As coincidence will have it AlterNet has a piece about a former American military man and private contractor captured in Iraq by the US on the alleged grounds of "aiding terrorists" - and subjected to all the sort of "punishment" we know all too well the US and Brits undertake.
"A year ago, Donald Vance learned what its like to be falsely accused by the U.S. military of aiding terrorists. He was held without charge for more than three months in a high-security prison in Iraq, and interrogated daily after sleepless nights without legal counsel or even a phone call to his family.
On Wednesday, the former private security contractor was honored for his ordeal in Washington and for speaking out against the incident.
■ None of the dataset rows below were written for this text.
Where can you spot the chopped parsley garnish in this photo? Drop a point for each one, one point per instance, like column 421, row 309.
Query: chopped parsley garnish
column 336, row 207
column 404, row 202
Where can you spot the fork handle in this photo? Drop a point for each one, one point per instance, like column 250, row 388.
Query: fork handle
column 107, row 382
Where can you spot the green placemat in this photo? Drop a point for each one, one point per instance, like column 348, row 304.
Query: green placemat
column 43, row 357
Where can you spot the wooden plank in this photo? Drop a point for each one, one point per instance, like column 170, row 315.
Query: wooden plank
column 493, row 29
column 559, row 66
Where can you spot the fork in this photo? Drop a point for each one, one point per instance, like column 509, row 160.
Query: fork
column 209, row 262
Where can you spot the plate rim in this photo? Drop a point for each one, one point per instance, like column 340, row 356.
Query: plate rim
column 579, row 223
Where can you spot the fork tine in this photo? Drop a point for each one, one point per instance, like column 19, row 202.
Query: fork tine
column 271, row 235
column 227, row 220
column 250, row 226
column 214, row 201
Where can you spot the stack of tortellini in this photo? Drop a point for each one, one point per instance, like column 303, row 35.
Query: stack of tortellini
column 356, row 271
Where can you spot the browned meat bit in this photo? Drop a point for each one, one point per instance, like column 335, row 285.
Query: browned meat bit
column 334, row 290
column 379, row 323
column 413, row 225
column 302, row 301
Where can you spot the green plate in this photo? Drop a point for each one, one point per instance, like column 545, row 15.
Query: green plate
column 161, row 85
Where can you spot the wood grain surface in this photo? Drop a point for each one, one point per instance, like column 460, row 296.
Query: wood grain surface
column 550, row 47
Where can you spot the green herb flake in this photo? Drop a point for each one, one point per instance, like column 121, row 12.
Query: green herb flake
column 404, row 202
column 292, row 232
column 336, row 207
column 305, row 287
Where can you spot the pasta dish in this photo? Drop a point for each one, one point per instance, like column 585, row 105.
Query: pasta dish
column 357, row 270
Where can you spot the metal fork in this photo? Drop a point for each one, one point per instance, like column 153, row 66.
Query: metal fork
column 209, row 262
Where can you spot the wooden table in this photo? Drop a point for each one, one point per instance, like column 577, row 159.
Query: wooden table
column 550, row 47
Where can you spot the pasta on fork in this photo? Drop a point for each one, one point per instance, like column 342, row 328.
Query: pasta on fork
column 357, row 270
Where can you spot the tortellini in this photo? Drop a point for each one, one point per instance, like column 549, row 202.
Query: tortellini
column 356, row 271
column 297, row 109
At a luncheon at the National Press Club, Vance received the Ridenhour Prize for Truth-Telling, an award named in memory of Army helicopter gunner Ron Ridenhour who struggled to bring the horrific mass murders at My Lai to the attention of Congress and the Pentagon during the Vietnam War.
Vance was joined by former president Jimmy Carter, who won a lifetime achievement award, and journalist Rajiv Chandrasekaran of The Washington Post who was recognised for his recent book, "Emerald City: Inside Iraq's Green Zone".
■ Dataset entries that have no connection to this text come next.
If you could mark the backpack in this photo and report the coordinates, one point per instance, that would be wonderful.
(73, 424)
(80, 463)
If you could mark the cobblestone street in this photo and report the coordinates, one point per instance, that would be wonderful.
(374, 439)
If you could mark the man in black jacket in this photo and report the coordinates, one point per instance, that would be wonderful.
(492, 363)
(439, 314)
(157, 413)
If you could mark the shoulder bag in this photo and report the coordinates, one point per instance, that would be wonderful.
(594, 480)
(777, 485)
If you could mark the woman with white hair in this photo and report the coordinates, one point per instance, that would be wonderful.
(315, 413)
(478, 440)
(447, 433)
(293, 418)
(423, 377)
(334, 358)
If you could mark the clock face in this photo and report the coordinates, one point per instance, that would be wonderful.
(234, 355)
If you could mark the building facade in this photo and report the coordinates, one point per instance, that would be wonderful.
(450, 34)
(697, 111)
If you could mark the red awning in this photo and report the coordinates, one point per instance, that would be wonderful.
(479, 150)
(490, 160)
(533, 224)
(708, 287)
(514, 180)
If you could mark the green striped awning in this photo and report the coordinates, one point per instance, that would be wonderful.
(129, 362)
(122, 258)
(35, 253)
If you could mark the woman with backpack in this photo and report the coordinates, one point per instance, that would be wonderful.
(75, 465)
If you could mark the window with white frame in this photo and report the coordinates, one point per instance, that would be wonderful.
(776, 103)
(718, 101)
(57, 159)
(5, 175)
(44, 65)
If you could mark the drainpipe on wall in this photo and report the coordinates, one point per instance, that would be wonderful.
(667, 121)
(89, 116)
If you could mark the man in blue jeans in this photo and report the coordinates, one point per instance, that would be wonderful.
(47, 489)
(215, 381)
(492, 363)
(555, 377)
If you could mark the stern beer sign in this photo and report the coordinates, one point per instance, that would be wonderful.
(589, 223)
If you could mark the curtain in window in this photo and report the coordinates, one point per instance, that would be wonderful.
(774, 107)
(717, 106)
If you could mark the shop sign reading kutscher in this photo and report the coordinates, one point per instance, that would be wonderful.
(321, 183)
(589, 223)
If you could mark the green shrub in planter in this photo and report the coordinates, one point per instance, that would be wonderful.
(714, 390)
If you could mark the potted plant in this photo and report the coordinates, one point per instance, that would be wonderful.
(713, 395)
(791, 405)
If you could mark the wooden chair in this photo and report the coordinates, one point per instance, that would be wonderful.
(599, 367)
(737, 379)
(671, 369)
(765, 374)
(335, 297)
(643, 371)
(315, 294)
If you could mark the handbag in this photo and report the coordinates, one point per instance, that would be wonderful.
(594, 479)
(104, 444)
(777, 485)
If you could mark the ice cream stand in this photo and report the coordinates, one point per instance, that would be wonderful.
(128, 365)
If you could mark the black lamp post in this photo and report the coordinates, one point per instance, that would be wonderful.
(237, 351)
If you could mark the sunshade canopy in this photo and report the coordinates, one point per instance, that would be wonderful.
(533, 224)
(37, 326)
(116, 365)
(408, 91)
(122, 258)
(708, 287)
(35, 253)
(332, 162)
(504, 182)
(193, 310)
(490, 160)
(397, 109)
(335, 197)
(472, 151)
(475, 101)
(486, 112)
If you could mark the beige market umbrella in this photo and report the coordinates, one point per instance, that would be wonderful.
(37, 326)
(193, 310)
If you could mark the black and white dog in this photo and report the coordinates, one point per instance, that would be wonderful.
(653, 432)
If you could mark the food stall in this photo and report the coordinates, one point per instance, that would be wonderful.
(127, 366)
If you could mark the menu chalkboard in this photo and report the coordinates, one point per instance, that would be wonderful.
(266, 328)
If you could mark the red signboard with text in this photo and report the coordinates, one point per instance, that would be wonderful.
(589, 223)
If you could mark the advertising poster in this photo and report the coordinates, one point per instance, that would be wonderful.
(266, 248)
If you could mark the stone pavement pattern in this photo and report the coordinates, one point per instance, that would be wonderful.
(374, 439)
As hundreds at the luncheon finished their lobster salad, Vance, a two-time George W. Bush voter and Navy veteran, recounted the events of his imprisonment and the grief of his fiancé and family. They did not know if he was alive or dead, he said. They were already making inquiries to the U.S. State Department on how to ship his body home.
He then drew a wider circle around his ordeal to include the countless others who have been held falsely without charge and denied normal legal constitutional protections under law. "My name used to be 200343," Vance said recalling his prisoner ID. "If they can do this to a former Navy man and an American, what is happening to people in facilities all over the world run by the American government?"
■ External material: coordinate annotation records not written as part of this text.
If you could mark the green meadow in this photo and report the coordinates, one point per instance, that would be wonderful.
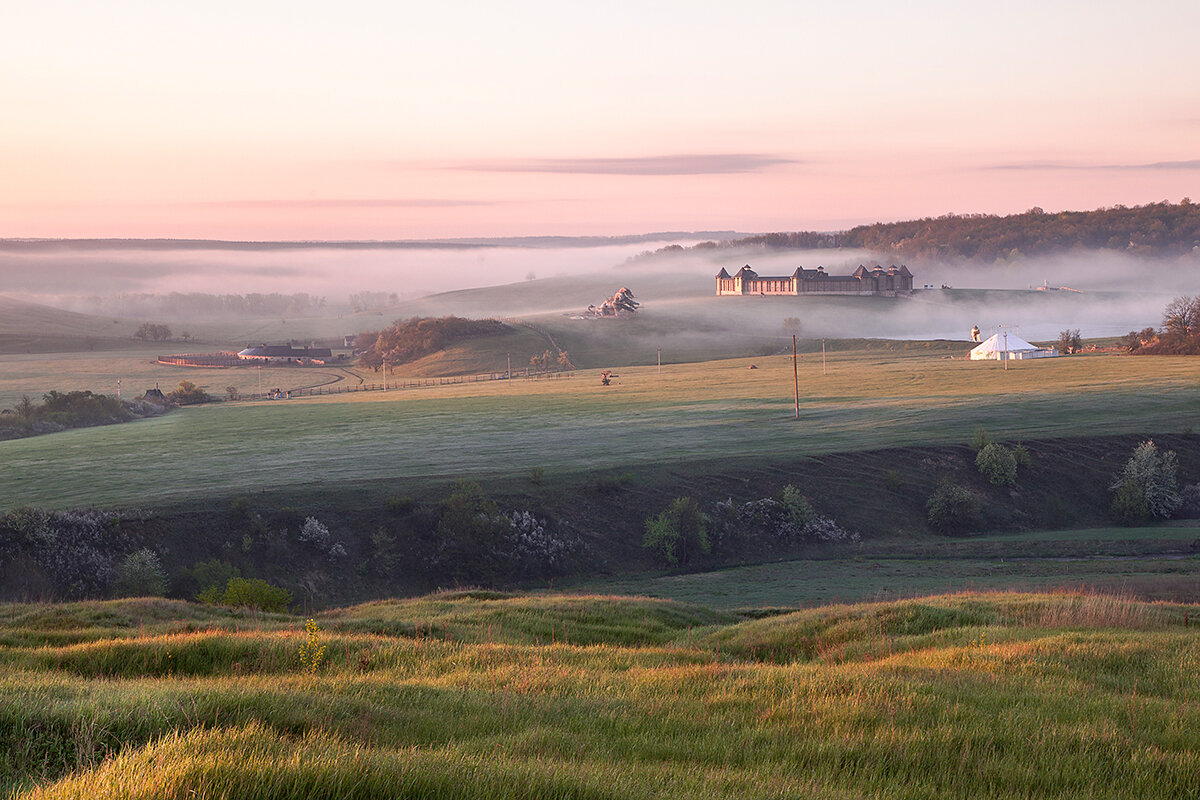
(550, 696)
(714, 410)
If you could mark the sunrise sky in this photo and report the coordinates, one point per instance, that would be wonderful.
(403, 120)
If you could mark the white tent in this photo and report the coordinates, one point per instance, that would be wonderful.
(1001, 346)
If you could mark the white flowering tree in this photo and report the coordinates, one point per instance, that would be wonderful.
(1147, 486)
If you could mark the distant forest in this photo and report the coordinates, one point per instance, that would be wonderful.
(1159, 229)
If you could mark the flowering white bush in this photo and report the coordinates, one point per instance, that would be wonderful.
(315, 533)
(1149, 477)
(532, 546)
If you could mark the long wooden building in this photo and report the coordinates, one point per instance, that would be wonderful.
(864, 281)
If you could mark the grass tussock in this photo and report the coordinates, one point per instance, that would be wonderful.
(975, 695)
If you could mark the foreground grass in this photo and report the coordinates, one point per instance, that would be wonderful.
(718, 410)
(995, 696)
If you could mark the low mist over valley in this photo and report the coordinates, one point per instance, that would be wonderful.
(1101, 293)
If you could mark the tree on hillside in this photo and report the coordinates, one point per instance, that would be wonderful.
(678, 535)
(189, 394)
(1146, 487)
(153, 331)
(1181, 318)
(1069, 342)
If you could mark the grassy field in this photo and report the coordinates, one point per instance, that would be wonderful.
(718, 410)
(485, 695)
(851, 579)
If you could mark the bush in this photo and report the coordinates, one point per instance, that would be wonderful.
(997, 464)
(315, 533)
(141, 575)
(953, 509)
(76, 551)
(249, 593)
(796, 506)
(1069, 342)
(1149, 475)
(678, 535)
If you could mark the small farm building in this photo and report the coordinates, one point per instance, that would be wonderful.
(286, 354)
(1009, 346)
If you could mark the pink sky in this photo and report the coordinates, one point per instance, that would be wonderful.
(373, 120)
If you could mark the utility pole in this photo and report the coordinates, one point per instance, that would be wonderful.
(796, 378)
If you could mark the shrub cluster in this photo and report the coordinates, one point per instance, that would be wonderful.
(247, 593)
(1147, 487)
(1180, 334)
(75, 553)
(477, 542)
(997, 464)
(317, 535)
(953, 509)
(683, 534)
Vance's nightmare began last year on Apr. 15 when he and co-worker Nathan Ertel barricaded themselves in a Baghdad office after their employer, an Iraqi private security firm, took away their ID tags. They feared for their lives because they suspected the company was involved in selling unauthorised guns on the black market and other nefarious activity. A U.S. military squad freed them from the red zone in Baghdad after a friend at the U.S. embassy advised him to call for help."